I usually mention only my workout and long on here, but for those more interested in details...here are the "Dailies" of a usual week.

  • Monday - 50' (E)asy on soft surfaces whenever possible. Hip mobility
  • Tuesday - Workout - 60' with some kind of faster running.  Hip / core / upper body strength
  • Wednesday - 60' E (when the mileage picks up some, this becomes a MLR in the Pfitz plans)
  • Thursday - 30' Recovery.  Moving the legs.  Could cross-train here if I'm feeling run down.
  • Friday - 50' E with Strides. Hip mobility
  • Saturday - Long Run.  SLR / Faster finish alternating. Hip / core / upper body strength.
  • Sunday - off or walk.
  • Everyday:  Mobility, foam rolling, stretching.
Mileage:  43
Workout: 8 x (3' Fast / 2' Steady)
Long Run: 11
Weight: 143

Workout - Oooofffffahhh.  Haven't tried to actually run "Fast" in a LONG time.  This week's workout of 8 x (3' Fast / 2' Easy) was a little humbling, not nearly as fast as I thought it would go, but I got the heart rate up and practiced trying to get the pace up.  When I was in shape last year, this would have translated to an 800m / 400m workout.  The distances were not there this week.  But, I'm building back, so "I'll take it in stride" as they say.

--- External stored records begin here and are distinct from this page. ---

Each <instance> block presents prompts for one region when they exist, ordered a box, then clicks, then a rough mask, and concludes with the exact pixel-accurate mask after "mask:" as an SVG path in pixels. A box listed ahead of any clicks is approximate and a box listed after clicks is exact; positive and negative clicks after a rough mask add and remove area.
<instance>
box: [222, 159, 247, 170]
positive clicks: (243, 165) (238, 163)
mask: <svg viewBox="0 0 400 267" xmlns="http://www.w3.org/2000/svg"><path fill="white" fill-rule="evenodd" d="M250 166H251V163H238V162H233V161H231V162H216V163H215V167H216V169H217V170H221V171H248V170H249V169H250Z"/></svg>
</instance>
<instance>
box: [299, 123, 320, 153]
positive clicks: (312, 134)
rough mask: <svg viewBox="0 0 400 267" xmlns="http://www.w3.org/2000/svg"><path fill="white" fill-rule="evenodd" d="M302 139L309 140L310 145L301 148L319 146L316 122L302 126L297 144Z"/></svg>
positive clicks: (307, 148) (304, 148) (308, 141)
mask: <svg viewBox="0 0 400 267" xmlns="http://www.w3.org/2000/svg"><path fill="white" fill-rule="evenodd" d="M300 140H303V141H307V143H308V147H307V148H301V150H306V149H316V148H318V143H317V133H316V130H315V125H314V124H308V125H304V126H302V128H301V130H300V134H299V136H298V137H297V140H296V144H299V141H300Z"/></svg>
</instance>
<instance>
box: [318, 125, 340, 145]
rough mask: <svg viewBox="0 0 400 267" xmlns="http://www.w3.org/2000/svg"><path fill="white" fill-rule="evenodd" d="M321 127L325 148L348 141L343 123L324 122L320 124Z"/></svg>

Long Run - on the C&O to get more time on a softer surface.  First time I really felt "over heated" this year.  So, the heat acclimation begins!

Trails - I spent more time on trails this week for my easy runs.  Grass / dirt / mud.  Nice change of pace, and let's me completely forget about pace and just go run for a specific amount of time.  I should do this for all my easy days, but sometimes I'll check the watch when it beeps every mile....

Injuries - all my old injuries are staying at bay.  I'm keeping up with the exercises / stretches I've been assigned by the PT.  My right calf is still "tight", but extra attention to rolling and stretching seems to be working.  The miles on "softer surfaces" is probably helping as well.


Okay, that's all for this week.  Happy trails.